Local environmentalists and Anne Arundel County officials are in sharp disagreement over the possible impact of a U.S. Supreme Court ruling that requires municipal incinerator operators to test the resulting ash for hazardous materials.

The environmentalists say county officials could be forced to abandon consideration of a municipal incinerator. County officials and representatives of the incinerator industry say the ruling won't change a thing.

Under the ruling, ash containing high levels of toxic materials, such as lead, cadmium or mercury must be sent to a hazardous waste dump at a cost higher than $400 a ton, about eight times the cost at a regular landfill.

"Nobody could afford to pay that," said Stephen Carr of the Severn River Association, a county environmental group.

The high court opinion, issued Monday, will have no impact on Anne Arundel's deliberations on whether it should build an incinerator or participate in a regional incinerator project, said James Pittman, a county solid waste official. The ruling "doesn't mean the ash is automatically a hazardous waste," Mr. Pittman ** said, but only means that it must be tested.

"The impact of the ruling will be minimal," said Barbara Badino, a spokeswoman for Ogden Projects Inc., the nation's largest builder and operator of waste-to-energy incinerators. Most of Ogden's facilities already test ash for hazardous materials, she said.

The 10-year Solid Waste Management plan currently before the Anne Arundel County Council calls for a decision by July 1995 whether to build an incinerator or find 500 acres for a new landfill at an estimated cost of $1 million an acre.

The Supreme Court ruled 7-2 that incinerator ash can not automatically be considered nonhazardous waste simply because the trash that goes into the facility is not hazardous. The opinion, written by Justice Antonin Scalia, stems from a suit brought by the Environmental Defense Fund against the city of Chicago, which operates an incinerator. It holds that municipalities can no longer routinely dump the ash in regular sanitary landfills, but must test it first.

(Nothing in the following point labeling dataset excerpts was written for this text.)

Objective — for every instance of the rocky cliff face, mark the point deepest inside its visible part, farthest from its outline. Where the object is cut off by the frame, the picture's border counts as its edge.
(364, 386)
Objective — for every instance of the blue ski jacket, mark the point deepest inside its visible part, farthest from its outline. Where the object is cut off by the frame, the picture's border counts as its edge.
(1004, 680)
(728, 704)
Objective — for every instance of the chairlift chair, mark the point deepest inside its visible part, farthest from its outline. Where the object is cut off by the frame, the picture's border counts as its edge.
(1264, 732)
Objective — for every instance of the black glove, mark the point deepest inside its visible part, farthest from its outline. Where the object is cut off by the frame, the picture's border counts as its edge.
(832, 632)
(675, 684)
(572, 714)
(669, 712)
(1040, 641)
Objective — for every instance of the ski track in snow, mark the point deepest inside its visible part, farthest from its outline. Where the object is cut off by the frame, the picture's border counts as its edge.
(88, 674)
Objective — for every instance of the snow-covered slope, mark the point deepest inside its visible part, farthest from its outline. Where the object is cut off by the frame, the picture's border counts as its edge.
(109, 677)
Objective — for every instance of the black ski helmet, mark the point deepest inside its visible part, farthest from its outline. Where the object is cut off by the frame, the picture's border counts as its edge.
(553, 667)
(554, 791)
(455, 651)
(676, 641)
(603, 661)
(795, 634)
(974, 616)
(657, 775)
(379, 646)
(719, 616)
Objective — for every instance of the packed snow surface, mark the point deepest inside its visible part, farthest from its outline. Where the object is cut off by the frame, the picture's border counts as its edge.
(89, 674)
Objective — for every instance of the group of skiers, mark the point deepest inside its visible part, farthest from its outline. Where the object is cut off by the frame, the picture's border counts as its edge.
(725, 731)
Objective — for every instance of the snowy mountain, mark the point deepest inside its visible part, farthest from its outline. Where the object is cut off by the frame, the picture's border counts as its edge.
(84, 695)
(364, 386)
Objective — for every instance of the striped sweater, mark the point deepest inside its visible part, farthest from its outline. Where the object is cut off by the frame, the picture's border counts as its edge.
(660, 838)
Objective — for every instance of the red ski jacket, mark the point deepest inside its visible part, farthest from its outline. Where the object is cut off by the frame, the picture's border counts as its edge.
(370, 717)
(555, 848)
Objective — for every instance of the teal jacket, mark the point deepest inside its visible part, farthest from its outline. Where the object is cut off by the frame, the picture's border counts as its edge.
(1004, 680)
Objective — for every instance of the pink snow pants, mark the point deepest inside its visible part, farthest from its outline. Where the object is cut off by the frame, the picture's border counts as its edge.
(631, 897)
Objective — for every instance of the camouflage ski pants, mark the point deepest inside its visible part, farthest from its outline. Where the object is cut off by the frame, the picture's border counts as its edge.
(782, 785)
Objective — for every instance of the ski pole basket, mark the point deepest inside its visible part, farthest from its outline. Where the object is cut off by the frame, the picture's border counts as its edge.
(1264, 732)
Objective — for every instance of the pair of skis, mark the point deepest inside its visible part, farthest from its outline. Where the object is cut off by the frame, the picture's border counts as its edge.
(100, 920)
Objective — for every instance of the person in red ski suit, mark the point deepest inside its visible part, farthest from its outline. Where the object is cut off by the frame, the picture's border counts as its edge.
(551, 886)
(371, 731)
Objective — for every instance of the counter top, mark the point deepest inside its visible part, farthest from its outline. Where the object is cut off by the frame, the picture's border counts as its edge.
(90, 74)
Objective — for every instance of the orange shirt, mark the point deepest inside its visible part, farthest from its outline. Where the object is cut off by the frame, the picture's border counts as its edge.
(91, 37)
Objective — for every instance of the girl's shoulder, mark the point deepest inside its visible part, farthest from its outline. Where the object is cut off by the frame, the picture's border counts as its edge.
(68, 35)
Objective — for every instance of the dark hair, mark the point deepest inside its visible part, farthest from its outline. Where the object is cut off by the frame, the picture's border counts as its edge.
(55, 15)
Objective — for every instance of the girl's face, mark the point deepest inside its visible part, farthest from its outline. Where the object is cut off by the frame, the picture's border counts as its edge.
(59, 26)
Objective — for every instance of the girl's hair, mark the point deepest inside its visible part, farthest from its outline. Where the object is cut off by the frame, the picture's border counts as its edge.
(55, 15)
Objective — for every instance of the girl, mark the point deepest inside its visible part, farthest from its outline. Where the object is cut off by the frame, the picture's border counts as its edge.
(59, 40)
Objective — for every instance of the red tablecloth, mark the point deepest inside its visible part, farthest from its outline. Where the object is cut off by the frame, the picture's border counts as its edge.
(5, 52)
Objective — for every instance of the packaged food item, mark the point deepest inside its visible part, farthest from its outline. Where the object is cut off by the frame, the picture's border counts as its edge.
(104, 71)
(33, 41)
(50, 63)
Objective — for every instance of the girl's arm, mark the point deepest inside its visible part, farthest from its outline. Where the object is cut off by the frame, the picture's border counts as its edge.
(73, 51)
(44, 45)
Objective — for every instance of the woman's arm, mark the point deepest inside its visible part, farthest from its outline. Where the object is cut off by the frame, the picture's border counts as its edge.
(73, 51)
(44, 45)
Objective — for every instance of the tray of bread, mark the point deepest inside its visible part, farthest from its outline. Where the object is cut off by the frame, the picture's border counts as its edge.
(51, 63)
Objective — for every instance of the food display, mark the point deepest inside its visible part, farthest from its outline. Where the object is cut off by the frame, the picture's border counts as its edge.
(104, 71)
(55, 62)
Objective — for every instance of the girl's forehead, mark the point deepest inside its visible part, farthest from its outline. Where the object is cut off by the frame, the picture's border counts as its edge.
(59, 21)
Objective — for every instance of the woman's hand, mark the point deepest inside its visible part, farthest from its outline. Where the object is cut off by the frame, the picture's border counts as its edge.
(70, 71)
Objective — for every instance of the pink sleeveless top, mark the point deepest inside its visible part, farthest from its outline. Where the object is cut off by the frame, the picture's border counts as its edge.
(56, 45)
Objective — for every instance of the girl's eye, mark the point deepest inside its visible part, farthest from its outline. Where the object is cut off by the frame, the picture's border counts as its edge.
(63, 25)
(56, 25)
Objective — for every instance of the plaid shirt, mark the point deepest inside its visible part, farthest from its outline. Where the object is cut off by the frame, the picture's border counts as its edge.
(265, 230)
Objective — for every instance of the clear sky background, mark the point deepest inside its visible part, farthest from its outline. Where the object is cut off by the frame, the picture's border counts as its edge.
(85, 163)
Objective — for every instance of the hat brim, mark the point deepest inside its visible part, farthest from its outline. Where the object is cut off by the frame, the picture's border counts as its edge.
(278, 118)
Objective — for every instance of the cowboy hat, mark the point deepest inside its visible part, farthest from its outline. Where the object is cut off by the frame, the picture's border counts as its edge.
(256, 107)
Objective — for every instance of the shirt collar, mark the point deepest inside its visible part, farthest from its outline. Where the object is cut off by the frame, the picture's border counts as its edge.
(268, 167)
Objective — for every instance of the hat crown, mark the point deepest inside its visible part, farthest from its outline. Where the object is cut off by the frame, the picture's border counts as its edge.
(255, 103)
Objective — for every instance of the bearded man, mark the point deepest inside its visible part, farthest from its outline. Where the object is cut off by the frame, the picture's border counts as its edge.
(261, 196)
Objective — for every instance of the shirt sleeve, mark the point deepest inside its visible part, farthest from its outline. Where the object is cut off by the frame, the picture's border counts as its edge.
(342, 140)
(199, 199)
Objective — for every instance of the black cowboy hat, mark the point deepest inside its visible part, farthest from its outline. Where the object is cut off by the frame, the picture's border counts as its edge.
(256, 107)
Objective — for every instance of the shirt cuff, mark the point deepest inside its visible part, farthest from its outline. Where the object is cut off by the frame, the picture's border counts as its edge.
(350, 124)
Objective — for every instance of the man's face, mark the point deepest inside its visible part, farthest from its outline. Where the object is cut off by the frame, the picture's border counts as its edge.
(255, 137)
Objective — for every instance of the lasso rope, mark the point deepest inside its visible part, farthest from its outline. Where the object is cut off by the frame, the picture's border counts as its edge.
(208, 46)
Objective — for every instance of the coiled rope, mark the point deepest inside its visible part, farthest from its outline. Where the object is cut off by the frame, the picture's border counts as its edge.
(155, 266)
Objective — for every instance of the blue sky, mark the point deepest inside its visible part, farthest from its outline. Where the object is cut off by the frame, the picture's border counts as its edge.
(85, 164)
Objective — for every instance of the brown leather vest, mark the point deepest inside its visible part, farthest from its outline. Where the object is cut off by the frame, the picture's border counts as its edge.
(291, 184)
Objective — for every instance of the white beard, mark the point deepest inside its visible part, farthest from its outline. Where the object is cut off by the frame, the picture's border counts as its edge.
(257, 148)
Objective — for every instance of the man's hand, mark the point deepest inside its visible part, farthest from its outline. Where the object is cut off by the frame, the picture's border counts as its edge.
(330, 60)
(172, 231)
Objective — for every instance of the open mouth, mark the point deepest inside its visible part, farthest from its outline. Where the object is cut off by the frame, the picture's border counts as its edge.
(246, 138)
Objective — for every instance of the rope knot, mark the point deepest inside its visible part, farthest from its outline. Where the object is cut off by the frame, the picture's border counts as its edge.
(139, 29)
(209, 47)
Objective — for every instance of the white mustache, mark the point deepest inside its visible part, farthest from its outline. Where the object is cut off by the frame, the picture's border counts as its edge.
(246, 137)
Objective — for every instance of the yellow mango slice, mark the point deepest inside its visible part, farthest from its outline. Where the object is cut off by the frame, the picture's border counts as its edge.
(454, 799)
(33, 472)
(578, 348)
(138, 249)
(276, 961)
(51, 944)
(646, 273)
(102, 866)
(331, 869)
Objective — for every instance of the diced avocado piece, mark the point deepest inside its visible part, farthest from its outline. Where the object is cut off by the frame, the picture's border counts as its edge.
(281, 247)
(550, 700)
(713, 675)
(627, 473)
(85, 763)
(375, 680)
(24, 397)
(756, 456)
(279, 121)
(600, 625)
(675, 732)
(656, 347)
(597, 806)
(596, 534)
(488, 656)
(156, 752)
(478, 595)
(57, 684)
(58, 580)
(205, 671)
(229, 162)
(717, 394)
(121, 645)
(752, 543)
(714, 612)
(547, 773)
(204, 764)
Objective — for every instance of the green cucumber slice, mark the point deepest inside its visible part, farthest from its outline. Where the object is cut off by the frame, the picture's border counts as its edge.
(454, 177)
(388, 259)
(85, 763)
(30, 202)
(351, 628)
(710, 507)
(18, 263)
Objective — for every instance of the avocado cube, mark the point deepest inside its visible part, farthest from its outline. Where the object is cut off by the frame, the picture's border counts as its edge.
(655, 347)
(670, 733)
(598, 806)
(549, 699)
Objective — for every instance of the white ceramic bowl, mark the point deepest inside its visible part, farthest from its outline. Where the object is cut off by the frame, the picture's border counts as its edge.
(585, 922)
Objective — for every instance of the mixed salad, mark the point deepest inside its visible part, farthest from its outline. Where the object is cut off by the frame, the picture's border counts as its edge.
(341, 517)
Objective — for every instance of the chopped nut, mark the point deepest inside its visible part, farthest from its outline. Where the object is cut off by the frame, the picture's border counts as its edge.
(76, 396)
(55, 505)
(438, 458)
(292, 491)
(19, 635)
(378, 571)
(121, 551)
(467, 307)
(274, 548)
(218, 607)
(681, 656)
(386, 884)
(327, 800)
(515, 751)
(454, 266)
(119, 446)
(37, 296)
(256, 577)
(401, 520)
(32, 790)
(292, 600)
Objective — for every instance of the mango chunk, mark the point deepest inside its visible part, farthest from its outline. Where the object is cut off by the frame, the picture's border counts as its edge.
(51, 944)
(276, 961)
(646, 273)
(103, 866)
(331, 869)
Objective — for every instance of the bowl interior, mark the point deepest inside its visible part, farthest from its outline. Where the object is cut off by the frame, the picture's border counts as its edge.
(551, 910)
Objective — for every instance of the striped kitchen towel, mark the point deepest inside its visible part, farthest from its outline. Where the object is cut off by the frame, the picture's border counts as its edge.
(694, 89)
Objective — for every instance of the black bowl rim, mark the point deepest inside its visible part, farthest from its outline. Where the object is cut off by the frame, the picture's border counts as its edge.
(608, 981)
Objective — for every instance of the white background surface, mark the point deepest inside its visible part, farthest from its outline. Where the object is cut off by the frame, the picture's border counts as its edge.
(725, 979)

Environmentalists had been eagerly awaiting the decision because they believe it will make incineration economically unfeasible.

"I've believed all along that the economic argument was much more compelling than the environmental argument, although I buy the environmental argument," Mr. Carr said. "I've tried to convince the environmental community that they should try to get off the birth-defect stuff and get on to the economic argument."

Peter Montague, director of the Environmental Research Foundation in Annapolis, said the ruling would make alternatives, such as recycling and composting "more attractive." It corrects an administrative action taken by the Environmental Protection Agency, which "just by fiat declared that it wasn't a hazardous material," he said. "It's loaded with toxic material. Anyone who has looked at this knows that this is true, even the EPA."

But industry officials disagree.

Ms. Badino said that ash is regularly tested at 22 of the 25 incinerators Ogden operates. "None of the ash from our waste-to-energy facilities has ever been handled as a hazardous material," she said.

Even if some portion of the ash was hazardous, there are options short of hauling it to a hazardous waste dump that could be employed, such as adding lime to the ash filtration system, she said.